Dari pengalaman saya tersebut, terdapat beberapa dampak yang didapatkan dari perilaku FOMO baik secara positif maupun negatif. Dampak positif dari perilaku FOMO, yaitu dapat memberikan rasa senang dengan kepuasan emosional yang tercapai, dapat membantu seseorang menemukan produk yang sesuai ekspetasi, karena FOMO konsumen akhirnya membeli barang trendi dan terkadang terdapat barang yang ternyata sangat cocok untuk konsumen, serta FOMO juga mendorong seseorang agar dapat memanfaatkan kesempatan yang ada dengan tersedianya promo terbatas yang di tawarkan.
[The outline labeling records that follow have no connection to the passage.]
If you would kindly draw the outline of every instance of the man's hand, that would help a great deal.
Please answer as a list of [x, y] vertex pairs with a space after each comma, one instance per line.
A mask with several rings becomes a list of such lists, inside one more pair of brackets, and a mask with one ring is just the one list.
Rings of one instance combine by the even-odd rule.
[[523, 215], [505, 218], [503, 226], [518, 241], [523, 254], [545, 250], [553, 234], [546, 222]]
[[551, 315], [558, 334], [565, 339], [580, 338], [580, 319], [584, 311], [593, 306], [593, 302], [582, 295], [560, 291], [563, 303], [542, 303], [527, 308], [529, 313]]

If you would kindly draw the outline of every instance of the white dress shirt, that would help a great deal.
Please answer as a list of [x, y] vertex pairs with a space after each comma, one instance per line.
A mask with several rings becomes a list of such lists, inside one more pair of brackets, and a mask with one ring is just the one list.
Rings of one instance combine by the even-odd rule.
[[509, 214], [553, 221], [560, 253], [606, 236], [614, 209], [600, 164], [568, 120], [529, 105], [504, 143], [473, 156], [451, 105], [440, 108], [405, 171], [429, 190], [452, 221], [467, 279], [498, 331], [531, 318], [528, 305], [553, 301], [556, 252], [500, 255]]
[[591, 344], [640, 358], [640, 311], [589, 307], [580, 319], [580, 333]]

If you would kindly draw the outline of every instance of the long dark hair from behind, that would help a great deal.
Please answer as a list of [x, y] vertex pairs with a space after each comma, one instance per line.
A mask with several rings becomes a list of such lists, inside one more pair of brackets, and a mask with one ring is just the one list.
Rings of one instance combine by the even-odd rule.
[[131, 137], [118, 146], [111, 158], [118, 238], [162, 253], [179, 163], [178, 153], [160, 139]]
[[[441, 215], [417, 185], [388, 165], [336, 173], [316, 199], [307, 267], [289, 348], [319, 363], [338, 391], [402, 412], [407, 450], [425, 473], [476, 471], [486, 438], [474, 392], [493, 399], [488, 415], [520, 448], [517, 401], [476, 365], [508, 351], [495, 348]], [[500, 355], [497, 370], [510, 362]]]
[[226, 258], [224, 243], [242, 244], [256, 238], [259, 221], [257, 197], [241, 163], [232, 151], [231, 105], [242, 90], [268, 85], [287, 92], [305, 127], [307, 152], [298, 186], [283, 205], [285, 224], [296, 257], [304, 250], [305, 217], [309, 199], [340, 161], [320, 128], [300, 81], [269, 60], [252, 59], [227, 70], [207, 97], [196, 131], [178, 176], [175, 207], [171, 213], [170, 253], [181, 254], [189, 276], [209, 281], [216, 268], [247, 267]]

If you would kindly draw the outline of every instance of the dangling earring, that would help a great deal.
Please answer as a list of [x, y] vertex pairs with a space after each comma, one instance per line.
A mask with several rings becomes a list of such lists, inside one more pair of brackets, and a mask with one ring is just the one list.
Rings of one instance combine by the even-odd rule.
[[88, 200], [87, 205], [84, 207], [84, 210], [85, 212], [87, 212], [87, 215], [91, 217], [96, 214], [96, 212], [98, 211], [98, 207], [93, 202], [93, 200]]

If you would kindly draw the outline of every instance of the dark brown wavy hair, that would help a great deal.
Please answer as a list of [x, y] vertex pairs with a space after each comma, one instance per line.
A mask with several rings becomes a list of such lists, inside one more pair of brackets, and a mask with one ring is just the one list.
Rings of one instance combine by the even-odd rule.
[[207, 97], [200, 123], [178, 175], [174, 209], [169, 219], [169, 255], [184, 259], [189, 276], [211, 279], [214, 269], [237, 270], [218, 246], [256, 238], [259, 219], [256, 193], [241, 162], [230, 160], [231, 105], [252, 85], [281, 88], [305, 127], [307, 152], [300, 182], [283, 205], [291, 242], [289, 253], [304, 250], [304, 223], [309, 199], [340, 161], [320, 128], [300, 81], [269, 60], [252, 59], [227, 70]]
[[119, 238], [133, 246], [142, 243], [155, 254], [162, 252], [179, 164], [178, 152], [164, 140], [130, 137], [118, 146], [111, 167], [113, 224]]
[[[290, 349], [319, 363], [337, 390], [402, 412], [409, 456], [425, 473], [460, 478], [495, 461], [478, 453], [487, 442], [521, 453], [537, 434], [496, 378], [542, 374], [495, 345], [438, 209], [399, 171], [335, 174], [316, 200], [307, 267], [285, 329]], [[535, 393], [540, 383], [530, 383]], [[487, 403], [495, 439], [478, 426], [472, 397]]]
Adapun dampak negatif dari perilaku FOMO, yaitu memiliki kebiasaan konsumtif atau boros, selalu merasa cemas karena merasa tertinggal apabila tidak mengikuti tren yang dapat mengganggu kesehatan mental, serta penyesalan setelah membeli produk viral karena tertipu oleh promosi influencer yang berlebihan.
Dari dampak yang saya paparkan, saya menerapkan beberapa solusi agar FOMO tidak memengaruhi saya apabila saya sedang scrolling aplikasi TikTok ataupun melihat-lihat produk di TikTok Shop. Solusi yang saya terapkan dengan membatasi waktu bermain TikTok sehari 3 jam, menulis reminder list terkait barang yang dibutuhkan, menetukan anggaran khusus saat belanja online per-bulannya berapa agar tidak boros, mencari ulasan produk dari konsumen lain tidak hanya dari influencer agar yakin bahwa produk tersebut akan sesuai dengan ekspetasi saya. Dengan solusi tersebut dampak negatif FOMO dapat saya atasi dengan baik.
FOMO mendorong seseorang untuk tetap trendi dan tidak ketinggalan zaman, tetapi dampak yang diberikan juga signifikan. Maka dari itu, dampak negatif yang ditimbulkan dari FOMO harus diatasi dengan baik. Dengan demikian, para konsumen termasuk saya dapat tetap membeli produk di TikTok Shop dengan aman tanpa harus khawatir akan dampak negatif yang ditimbulkan oleh FOMO.